Yes, it’s different, right out of the gate. There is shifting between the original film and footage of what seems to be studio footage of the Meddle days during “Echoes, Part I.” It’s partially distracting, partially cool.

The new film is in 16:9 format, as opposed to my old VHS copy’s 4:3 ratio, and it looks very nice. The soundtrack is still fantastic and remains in stereo. I found that putting my receiver into an all channel stereo mode (“Ext. Stereo” on the Pioneer Elite) provided a nice effect for the night.

The biggest addition to film is a large amount of footage from the making of Dark Side of the Moon, which highlights the band at a very interesting time in their career.
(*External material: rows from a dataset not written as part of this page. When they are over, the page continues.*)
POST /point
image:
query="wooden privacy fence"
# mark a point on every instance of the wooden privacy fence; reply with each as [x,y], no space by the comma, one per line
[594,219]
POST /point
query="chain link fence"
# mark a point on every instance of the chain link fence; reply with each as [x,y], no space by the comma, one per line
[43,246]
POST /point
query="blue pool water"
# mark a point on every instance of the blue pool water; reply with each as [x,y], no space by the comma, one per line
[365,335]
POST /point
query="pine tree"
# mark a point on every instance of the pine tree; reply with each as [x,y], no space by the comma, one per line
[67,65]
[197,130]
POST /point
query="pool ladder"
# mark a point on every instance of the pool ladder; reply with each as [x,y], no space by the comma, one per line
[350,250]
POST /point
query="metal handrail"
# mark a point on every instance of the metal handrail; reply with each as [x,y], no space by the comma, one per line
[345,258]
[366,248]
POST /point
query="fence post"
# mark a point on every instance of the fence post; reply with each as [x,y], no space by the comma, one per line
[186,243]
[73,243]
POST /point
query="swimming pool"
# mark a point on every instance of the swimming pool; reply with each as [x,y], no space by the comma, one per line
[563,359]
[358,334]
This makes this shift drastically from a concert film to almost a documentary, which I believe is what is really setting the purists off. But, the interviews and candids here are absolute gold and give a rare snapshot into a band that didn’t always share a lot of that. There are moments of them eating breakfast, discussing music, and either answering or cleverly dodging questions.
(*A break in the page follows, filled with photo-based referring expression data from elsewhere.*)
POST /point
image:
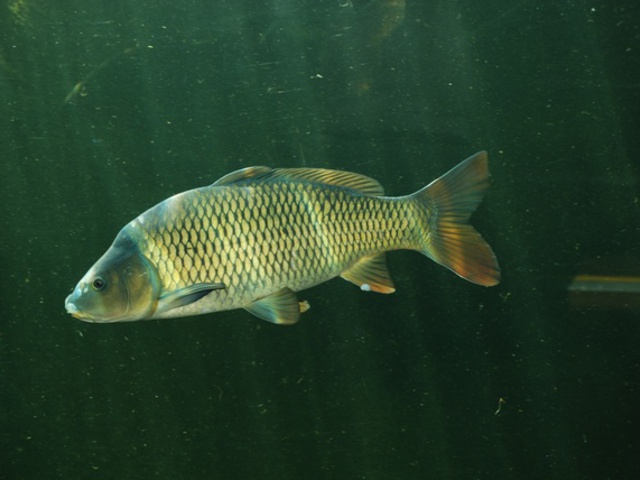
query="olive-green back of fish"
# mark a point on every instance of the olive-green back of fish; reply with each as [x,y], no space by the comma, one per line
[258,235]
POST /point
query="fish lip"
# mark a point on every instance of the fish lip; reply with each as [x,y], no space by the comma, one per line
[74,311]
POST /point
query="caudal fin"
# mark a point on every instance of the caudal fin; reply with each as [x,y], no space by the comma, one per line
[451,241]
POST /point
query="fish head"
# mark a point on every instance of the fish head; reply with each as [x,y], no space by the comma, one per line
[122,286]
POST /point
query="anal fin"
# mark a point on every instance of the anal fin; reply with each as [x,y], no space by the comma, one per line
[371,274]
[281,307]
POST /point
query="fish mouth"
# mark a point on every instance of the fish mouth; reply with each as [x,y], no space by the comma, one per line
[74,311]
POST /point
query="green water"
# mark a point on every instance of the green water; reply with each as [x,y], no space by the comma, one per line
[441,380]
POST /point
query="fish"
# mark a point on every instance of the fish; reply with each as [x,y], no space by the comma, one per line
[258,235]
Now, let me interrupt this here to give you a very important bit of information that will make some of you happy, even if you’re a purist. This DVD is chock-full of extras, and includes the original concert film, just as it was in September of 1972, though also in 16:9. It also includes fascinating history of the city of Pompeii, still photos of the film, interviews, something called “Odds ‘n’ Sods” (which I’ll get to), and just a ton more. There, feeling better?
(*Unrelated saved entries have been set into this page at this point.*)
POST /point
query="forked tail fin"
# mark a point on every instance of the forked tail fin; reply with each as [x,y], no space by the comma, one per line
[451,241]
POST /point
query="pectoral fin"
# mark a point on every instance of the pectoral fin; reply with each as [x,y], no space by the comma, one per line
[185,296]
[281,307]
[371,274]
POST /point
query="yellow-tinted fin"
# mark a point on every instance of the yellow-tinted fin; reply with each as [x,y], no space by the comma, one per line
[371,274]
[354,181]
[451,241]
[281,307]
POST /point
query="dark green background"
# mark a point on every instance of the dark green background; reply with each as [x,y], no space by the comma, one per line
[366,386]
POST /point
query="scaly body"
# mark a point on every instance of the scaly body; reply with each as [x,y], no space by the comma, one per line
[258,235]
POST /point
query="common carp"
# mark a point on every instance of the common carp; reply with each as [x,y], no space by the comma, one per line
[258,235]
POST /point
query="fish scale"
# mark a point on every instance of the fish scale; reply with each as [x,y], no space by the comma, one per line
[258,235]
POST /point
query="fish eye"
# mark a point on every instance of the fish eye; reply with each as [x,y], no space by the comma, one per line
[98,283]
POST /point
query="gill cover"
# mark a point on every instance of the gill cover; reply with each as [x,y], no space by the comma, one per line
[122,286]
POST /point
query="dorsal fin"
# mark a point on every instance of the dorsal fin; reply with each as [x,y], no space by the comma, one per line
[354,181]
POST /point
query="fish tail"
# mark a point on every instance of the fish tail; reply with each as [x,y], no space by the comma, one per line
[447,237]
Back to the new footage. I purchased this DVD so I could see the concert again- but I was blown away by the insight into the personalities at work in the 1972-ish Pink Floyd. I’m torn between wanting to describe it all to you, which would really be my job here as a writer, and encouraging you to pick this up for yourself, which I believe is also my job here. However, I will summarize the young band as wise beyond their years. Yet, the mix of humility of David Gilmour and cockiness of Roger Waters really shows through here. There is a boyishness to Rick Wright, and a playful nature about Nick Mason. They were a year away from releasing one of the biggest records of all time and just had no idea yet, but felt they were on the edge of it. To all the people that feel all of the documentary element gets in the way of the original concert footage, I have to say, I don’t understand, I think this is an amazing film now.

Where the Director’s Cut did fall short for us came towards the end of the film, where they added some very garish and cheesy CGI of ancient Pompeii and the interpreted destruction of it. Fortunately, this only went on for a couple minutes. It was terrible. First of all, it was somewhat inaccurate, as the city was not destroyed by nondescript lava flow (as depicted in the CGI), but by falling pumice and ash. In fact, it was hard to tell if it was supposed to be lava or something else, it was done so poorly. My wife and I both interpreted it differently. The CGI really took away from all the other enhancements/improvements in this cut. This will be a good time to go get another beer. It’ll be over soon.

Remember the “Odds ‘n’ Sods” I told you about earlier? Yes, that’s fun to look through! It features album covers of bootlegs, press reviews, the previous covers of the movie (including my old VHS copy’s), and some posters. Just fun stuff.

By the way, even though they lie on almost opposite ends of the Pink Floyd spectrum, I found a tie-in between my two purchases… well… actually my wife picked up on it first. Almost immediately into The Endless River, it is clear to hear an excerpt from one of the interviews that was included in the Director’s Cut of “Live at Pompeii.” We thought it was cool- full circle.

In the end, though, the overall experience makes this absolutely worth it for any serious Pink Floyd fan. I’ve watched and compared both versions of the film. Because anything good is worth is worth watching twice, and still come out feeling like the enhancement is fantastic. I’ll see you on the dark side of the moon! Enjoy!